Analysis of a finite element method for the Stokes--Poisson--Boltzmann equations

TL;DR

This paper introduces a finite element method for coupled Stokes and nonlinear Poisson--Boltzmann equations, proving its well-posedness and convergence, and demonstrating its effectiveness through numerical experiments on electro-osmotic flows.

Contribution

The paper presents a novel finite element formulation with a weighted advection coupling, ensuring unique solutions and convergence for Stokes--Poisson--Boltzmann systems.

Findings

The method is well-posed and convergent.

Numerical experiments confirm the scheme's effectiveness.

Application to electro-osmotic flows in micro-channels.

Abstract

We define a finite element method for the coupling of Stokes and nonlinear Poisson--Boltzmann equations.

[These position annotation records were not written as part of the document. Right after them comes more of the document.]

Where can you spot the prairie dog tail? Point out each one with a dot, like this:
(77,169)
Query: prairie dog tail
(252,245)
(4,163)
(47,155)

The novelty in the formulation is that the coupling from the electric potential to the drag in the momentum balance is rewritten as a weighted advection term. Using Banach's contraction principle, the Babu\v{s}ka--Brezzi theory, and the Minty--Browder theorem, we show that the governing equations have a unique weak solution. We also show that the discrete problem is well-posed, establish C\'ea estimates, and derive convergence rates. We exemplify the properties of the proposed scheme via some numerical experiments showcasing convergence and applicability in the study of electro-osmotic flows in micro-channels.